Dave Williams, a party chief with David Evans & Associates, operates the Leica Geosystems HDS 2500 to obtain accurate scans of the airport's bagwell. Above him, the HVAC piping is visible; in the background, a new conveyor is under construction.

Mapping the Bagwell

Once the scans were registered, adjustments completed and scan data processed and proven, DEA began the interior as-built mapping procedures. Leica Geosystems HDS Cyclone software (formerly Cyra Cyclone) enabled the team to use the scan point clouds to identify and model pipes and conduits, wire trays, baggage conveyors and motors, junction boxes, control cabinets and more. The line work and modeling were imported into AutoCAD for production of the final drawings.

DEA produced draft maps, which were used for field walks as portions of the work were completed. During the field walks, the draft copies were red-lined and corrected, and dimensions and utility identifications were verified and checked for conformance to the actual features. The draft maps included the numeric identifier from the utility inventory database. This enabled the quality assurance person to verify the size, type and location of each utility and to confirm that the unique identifiers were correct.

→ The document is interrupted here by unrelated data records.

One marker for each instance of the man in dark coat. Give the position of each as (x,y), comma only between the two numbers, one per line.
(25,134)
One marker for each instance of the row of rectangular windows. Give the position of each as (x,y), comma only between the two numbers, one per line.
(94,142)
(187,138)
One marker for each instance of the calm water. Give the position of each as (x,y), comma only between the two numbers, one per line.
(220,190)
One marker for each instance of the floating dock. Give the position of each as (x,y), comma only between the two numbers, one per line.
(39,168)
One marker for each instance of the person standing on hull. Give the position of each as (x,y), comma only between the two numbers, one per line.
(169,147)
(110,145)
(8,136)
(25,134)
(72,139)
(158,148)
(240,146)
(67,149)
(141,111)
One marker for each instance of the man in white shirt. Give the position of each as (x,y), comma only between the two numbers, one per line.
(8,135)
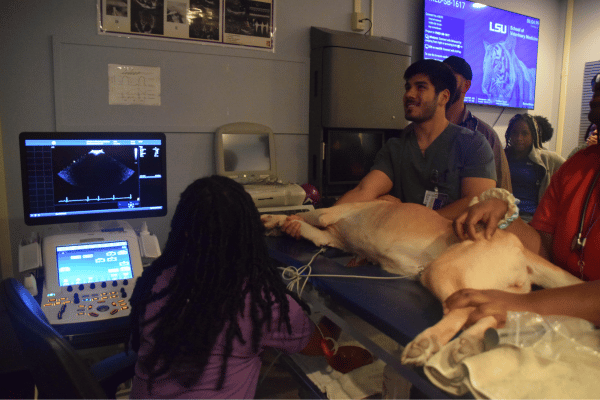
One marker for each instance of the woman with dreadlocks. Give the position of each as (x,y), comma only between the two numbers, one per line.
(531,166)
(204,311)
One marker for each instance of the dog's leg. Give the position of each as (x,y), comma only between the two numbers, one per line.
(317,236)
(272,221)
(432,339)
(470,342)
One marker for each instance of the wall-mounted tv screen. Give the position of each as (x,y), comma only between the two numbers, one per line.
(500,46)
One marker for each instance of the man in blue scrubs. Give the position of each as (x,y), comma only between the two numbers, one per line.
(432,162)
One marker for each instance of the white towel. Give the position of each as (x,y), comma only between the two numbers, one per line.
(564,362)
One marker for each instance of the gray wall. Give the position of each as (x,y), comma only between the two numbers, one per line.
(53,77)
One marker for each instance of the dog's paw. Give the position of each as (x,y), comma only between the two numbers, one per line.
(420,350)
(464,346)
(272,221)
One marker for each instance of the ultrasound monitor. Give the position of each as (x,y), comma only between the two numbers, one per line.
(245,152)
(91,176)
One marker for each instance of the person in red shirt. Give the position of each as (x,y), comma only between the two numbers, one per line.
(564,229)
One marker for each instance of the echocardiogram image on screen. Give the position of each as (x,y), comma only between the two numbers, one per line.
(92,177)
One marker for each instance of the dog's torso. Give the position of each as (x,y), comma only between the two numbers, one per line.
(402,238)
(410,240)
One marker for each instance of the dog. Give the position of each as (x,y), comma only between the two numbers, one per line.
(412,240)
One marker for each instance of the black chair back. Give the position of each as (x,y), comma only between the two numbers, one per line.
(58,370)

The same area of the bagwell is shown here in a 3D model, created using Leica Geosystems HDS Cyclone software. The conveyor does not appear in the background because it had not been constructed at the time of the original scan.
DEA plotted the final maps and provided AutoCAD files of the 2D drawings and 3D models to POS personnel, who distributed the copies to consultants and design engineers working in adjoining areas. Designers now have the option of using the standard 2D method of designing a new utility and then converting it into 3D and checking for interferences, or they can use the 3D model and design in a "real world."

Continuing Benefits

Scanning Sea-Tac's bagwell allowed DEA to create accurate maps of the existing utilities and reduced the potential for interferences during design work at the airport. The new comprehensive as-built drawings allow designers and contractors to easily locate existing utilities. Scanning captured all of the features and, by saving the scanned data, even the features not mapped can be mapped at a later date. As the improvement projects at Sea-Tac continue during the next five years, the designers and contractors working on the airport will continue to profit from the as-built maps. The newly created model will reduce change orders and schedule impacts by allowing designers to check clearances and interferences with existing utilities. By combining older and newer technologies, the Seattle transportation hub will be able to advance its operations for another 40-plus years.

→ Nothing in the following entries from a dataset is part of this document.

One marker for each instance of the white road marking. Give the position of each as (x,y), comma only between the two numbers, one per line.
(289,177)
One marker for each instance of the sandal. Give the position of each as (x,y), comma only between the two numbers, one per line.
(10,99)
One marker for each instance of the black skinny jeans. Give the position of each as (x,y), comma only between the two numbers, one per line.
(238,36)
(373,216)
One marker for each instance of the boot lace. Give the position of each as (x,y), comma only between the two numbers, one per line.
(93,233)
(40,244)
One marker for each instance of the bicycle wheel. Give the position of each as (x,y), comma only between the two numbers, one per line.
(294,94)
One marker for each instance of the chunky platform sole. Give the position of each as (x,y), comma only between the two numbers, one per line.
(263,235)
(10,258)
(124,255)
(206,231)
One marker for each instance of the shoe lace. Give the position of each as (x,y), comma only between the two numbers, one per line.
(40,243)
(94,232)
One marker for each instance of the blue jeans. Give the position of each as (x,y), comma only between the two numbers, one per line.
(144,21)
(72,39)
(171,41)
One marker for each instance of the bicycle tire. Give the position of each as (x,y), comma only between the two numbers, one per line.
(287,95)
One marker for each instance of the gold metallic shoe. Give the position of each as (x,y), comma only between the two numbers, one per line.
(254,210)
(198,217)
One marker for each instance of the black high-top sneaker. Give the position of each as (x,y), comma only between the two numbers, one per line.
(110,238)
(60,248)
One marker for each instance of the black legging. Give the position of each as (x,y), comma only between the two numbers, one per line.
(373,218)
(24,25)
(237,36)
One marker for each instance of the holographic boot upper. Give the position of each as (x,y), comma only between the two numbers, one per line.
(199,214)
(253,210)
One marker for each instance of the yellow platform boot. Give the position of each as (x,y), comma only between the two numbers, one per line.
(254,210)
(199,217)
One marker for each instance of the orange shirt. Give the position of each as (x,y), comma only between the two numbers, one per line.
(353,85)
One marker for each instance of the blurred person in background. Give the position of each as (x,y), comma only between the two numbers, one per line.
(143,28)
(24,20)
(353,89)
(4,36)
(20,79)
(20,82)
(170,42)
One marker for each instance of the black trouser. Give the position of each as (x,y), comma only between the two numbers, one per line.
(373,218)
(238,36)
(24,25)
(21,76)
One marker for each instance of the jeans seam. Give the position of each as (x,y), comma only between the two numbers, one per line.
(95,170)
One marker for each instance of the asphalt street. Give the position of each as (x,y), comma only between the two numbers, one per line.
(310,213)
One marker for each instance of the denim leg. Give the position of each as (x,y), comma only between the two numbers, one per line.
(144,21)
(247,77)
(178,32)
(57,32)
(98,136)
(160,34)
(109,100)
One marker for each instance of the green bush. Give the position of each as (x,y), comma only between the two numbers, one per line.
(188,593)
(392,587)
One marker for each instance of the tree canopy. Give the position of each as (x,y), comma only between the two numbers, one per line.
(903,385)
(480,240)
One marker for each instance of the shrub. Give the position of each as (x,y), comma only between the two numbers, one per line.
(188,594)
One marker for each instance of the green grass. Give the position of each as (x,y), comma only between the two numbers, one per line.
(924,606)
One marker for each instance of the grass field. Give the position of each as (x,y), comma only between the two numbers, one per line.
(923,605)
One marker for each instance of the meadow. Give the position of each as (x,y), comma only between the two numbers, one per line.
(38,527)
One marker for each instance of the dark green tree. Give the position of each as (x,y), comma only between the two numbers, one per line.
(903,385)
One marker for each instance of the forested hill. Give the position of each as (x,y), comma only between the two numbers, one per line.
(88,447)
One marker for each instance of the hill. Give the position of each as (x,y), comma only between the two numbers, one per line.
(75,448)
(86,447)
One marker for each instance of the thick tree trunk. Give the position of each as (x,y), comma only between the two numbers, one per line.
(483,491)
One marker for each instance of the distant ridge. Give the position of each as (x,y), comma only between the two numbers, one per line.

More information and updates on the progress of the Sea-Tac airport expansion can be found on the Port of Seattle website, located at www.portseattle.org.

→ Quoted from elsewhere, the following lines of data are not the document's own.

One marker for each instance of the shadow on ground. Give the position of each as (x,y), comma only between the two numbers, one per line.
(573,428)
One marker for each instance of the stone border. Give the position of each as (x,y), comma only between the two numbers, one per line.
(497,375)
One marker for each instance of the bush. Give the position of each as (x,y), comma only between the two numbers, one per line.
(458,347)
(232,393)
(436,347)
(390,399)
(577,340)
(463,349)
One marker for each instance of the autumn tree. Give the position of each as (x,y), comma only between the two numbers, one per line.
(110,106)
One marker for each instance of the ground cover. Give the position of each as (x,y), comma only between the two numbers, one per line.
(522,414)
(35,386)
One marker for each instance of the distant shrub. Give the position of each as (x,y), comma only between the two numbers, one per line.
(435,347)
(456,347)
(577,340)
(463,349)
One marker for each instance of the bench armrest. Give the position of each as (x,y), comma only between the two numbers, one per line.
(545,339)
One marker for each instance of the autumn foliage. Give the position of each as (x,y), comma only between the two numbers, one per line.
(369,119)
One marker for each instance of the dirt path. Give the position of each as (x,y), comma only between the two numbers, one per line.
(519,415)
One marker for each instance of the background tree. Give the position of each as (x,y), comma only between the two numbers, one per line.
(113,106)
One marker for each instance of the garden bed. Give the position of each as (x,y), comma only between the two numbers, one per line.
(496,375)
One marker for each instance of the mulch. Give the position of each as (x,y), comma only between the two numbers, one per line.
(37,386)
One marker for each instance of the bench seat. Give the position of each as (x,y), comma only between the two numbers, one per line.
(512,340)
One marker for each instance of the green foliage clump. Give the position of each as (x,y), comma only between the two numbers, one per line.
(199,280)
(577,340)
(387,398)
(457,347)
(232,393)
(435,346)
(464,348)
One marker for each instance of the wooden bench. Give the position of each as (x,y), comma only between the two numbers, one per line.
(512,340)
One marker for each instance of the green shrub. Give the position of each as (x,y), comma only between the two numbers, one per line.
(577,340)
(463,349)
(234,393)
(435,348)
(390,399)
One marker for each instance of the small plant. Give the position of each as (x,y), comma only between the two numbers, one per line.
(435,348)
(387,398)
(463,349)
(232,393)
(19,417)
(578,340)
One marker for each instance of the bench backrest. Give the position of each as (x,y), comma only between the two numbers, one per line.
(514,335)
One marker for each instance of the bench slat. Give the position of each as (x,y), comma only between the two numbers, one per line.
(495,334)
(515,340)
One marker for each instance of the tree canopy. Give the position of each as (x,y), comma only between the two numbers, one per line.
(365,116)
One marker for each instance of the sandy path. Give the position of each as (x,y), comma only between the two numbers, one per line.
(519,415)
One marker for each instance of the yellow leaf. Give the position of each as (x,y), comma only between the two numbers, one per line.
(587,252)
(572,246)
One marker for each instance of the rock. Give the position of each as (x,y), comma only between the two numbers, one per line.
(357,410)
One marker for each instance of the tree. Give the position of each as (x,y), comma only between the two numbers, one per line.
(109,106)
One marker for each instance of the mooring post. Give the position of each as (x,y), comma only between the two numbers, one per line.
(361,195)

Sidebar: Linking the Project through Photos

Utility lines ran throughout the 250,000-sq-ft project area but were the most numerous along the ceiling. To ensure that the clients could keep track of where the utilities were located, DEA took more than 5,400 digital photographs and created a hyperlink to each of the photos in an electronic index map. Designers could view the specific photos they were interested in by simply clicking on the hyperlink. This enabled the design team to look at the 2D drawing, 3D model and the digital photo of the same area. Without this innovative tool, designers would have to spend a great deal of time searching for an exact photo and still not know if it was the best image of the area. "If this reduces the number of construction change orders, the mapping will pay for itself," says Daniel Swanson, PE, a senior project manager for Heery International, the firm that manages all of the construction at the Port of Seattle.